[DOC] Misleading and unclear documentation for the Spark Connector in the SQL/PPL docs
What do you want to do?
- [x] Request a change to existing documentation
- [ ] Add new documentation
- [ ] Report a technical problem with the documentation
- [ ] Other
Tell us about your request. Regarding: https://opensearch.org/docs/latest/search-plugins/sql/settings/#spark-connector-settings
-
The Spark connector is, according to this comment only supporting AWS EMR Serverless Spark (which means I need to have AWS credentials). This should be made clear in the docs.
-
The docs lacks examples how to setup EMR Serverless Spark and OpenSearch and where to provide the configuration (like
spark.uri).

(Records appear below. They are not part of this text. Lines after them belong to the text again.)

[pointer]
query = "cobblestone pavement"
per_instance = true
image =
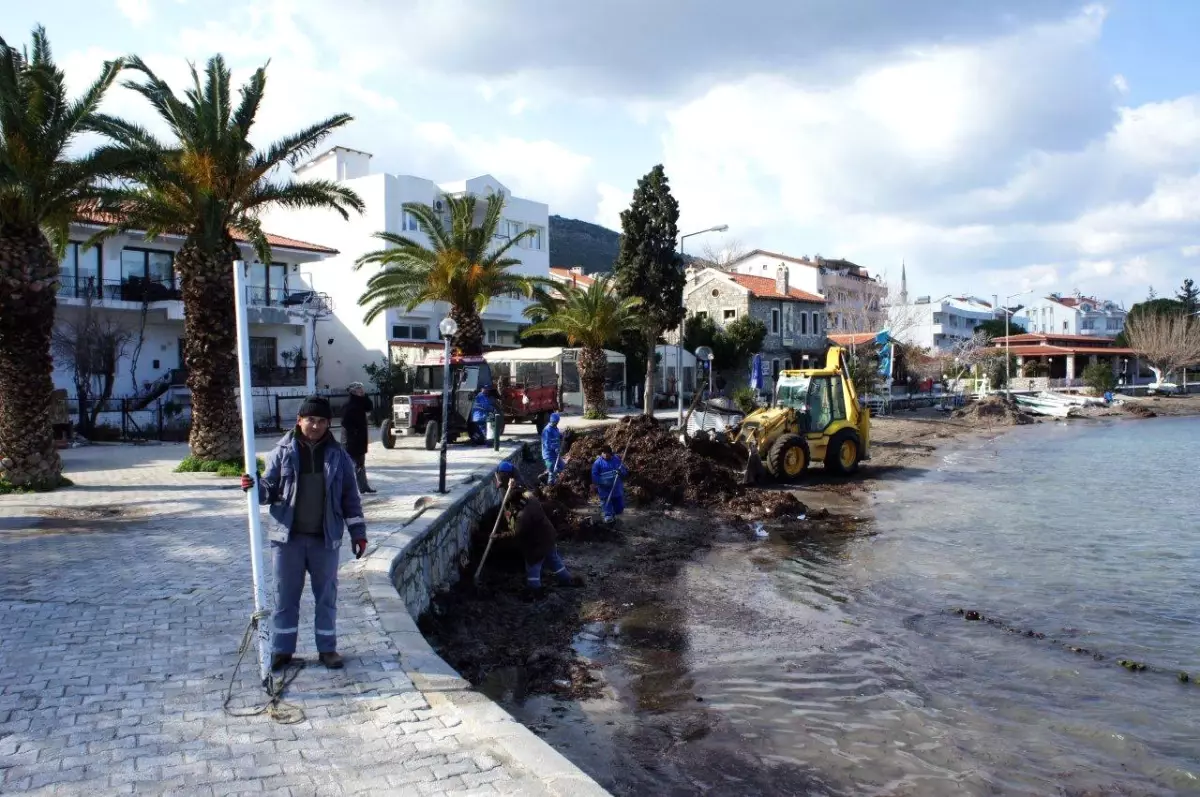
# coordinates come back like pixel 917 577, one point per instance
pixel 123 603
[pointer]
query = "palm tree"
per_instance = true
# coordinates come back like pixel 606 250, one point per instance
pixel 207 185
pixel 40 187
pixel 460 268
pixel 589 318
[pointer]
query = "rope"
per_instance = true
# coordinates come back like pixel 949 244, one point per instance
pixel 275 707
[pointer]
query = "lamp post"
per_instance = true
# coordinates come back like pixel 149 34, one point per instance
pixel 718 228
pixel 449 328
pixel 1008 379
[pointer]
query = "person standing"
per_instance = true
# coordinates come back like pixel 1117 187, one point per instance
pixel 313 496
pixel 355 433
pixel 552 448
pixel 609 480
pixel 535 534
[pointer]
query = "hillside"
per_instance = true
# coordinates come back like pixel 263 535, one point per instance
pixel 580 243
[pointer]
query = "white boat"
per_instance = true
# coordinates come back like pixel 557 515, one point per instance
pixel 1039 406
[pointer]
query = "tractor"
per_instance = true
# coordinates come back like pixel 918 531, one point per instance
pixel 816 415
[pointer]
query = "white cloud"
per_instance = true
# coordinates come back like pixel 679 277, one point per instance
pixel 1005 162
pixel 136 11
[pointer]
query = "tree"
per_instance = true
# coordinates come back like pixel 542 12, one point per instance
pixel 1149 307
pixel 747 335
pixel 207 185
pixel 648 264
pixel 40 187
pixel 1167 341
pixel 995 328
pixel 589 318
pixel 1099 377
pixel 1189 297
pixel 91 345
pixel 460 267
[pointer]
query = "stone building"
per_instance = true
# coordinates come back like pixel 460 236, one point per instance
pixel 795 318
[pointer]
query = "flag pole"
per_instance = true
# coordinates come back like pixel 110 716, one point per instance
pixel 246 400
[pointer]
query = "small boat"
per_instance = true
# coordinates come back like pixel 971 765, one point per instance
pixel 1039 406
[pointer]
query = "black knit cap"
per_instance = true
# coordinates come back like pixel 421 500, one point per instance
pixel 316 407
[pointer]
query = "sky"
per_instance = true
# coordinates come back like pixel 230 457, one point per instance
pixel 993 148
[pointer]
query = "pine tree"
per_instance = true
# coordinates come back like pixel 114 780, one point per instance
pixel 1188 297
pixel 648 267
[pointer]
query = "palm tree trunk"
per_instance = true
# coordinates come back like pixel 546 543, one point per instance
pixel 648 402
pixel 592 364
pixel 29 281
pixel 469 337
pixel 210 349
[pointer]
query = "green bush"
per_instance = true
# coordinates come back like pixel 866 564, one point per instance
pixel 229 468
pixel 1099 377
pixel 745 400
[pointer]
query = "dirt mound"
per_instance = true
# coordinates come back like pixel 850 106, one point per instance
pixel 1138 409
pixel 660 467
pixel 994 411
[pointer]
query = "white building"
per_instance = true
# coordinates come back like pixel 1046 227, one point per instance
pixel 1087 316
pixel 855 300
pixel 355 342
pixel 130 285
pixel 940 323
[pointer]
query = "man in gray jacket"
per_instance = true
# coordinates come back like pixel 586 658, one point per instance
pixel 311 486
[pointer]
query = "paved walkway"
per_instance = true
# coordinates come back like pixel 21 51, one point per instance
pixel 120 634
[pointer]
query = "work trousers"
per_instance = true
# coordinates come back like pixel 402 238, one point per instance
pixel 293 559
pixel 360 471
pixel 557 568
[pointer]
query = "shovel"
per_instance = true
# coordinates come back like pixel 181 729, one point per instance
pixel 496 527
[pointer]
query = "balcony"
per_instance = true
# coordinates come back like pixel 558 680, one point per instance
pixel 261 376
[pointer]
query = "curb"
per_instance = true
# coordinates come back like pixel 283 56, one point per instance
pixel 437 681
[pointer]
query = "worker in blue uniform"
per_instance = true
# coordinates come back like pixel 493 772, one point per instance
pixel 477 430
pixel 552 448
pixel 313 495
pixel 609 475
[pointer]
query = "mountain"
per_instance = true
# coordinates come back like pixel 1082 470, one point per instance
pixel 580 243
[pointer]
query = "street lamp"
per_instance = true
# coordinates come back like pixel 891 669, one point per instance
pixel 1008 385
pixel 449 328
pixel 718 228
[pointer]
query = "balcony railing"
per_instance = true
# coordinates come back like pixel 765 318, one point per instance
pixel 130 289
pixel 261 376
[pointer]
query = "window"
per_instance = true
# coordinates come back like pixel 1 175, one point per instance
pixel 268 283
pixel 535 240
pixel 79 271
pixel 262 353
pixel 411 331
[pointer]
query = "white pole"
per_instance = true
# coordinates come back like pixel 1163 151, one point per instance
pixel 247 444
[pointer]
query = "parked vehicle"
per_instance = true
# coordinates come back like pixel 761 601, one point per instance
pixel 420 412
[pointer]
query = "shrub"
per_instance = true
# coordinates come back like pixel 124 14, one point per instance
pixel 1099 377
pixel 745 400
pixel 228 468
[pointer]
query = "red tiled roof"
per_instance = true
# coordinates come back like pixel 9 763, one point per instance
pixel 567 275
pixel 765 288
pixel 90 216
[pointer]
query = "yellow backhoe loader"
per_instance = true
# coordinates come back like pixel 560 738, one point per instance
pixel 815 417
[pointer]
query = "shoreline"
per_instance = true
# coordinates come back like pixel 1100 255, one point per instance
pixel 538 659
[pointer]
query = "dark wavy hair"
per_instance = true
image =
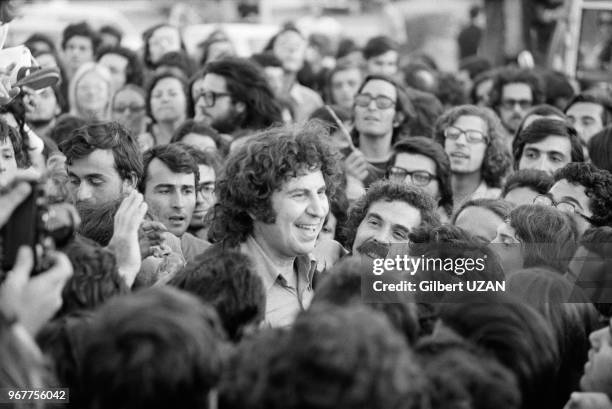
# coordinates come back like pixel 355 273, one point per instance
pixel 157 78
pixel 497 159
pixel 600 149
pixel 534 179
pixel 511 75
pixel 133 71
pixel 598 187
pixel 200 128
pixel 82 29
pixel 403 105
pixel 259 168
pixel 598 98
pixel 175 156
pixel 421 145
pixel 542 128
pixel 548 237
pixel 541 110
pixel 21 154
pixel 388 191
pixel 247 83
pixel 500 207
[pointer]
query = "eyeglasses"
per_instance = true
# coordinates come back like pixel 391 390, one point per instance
pixel 509 103
pixel 471 135
pixel 210 97
pixel 565 207
pixel 207 189
pixel 382 102
pixel 132 108
pixel 418 177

For an user its unclear how to setup a basic working example. -
Some of the config properties lacks examples and the info which values are valid:
-
spark.uri"The identifier for your Spark data source." is misleading, lacks example and what the default is and wether its mandatory -
spark.auth.typeIts unclear which values are valid and what the default is and wether its mandatory
-
-
The spark connector docs lacks an reference to https://opensearch.org/docs/latest/dashboards/management/data-sources/ (and potentially https://opensearch.org/docs/latest/dashboards/management/accelerate-external-data/) and an explanation and examples how to add spark as a datasource
-
The docs are not coherent with https://github.com/opensearch-project/sql/blob/main/docs/user/ppl/admin/connectors/spark_connector.rst
-
emr.clusteris missing for example
-
-
The ppl example is unclear
POST /_plugins/_ppl
content-type: application/json
{
"query": "source = my_spark.sql('select * from alb_logs')"
}
To what is my_spark referring to?
Version: all since Spark connector is supported
What other resources are available?
- https://github.com/opensearch-project/opensearch-spark/pull/606#discussion_r1752113941
- https://github.com/opensearch-project/opensearch-spark/issues/4#issuecomment-1631451276
- https://github.com/opensearch-project/sql/issues/948#issue-1418627454
- https://github.com/opensearch-project/opensearch-spark/discussions/317
- https://github.com/opensearch-project/sql/blob/main/docs/user/ppl/admin/datasources.rst
@salyh: Thanks for submitting this issue! I'll find a dev who can help make the changes you requested.
@YANG-DB @Naarcha-AWS any update? We need to clarify this to get https://github.com/opensearch-project/opensearch-spark/pull/606 done
Closing as stale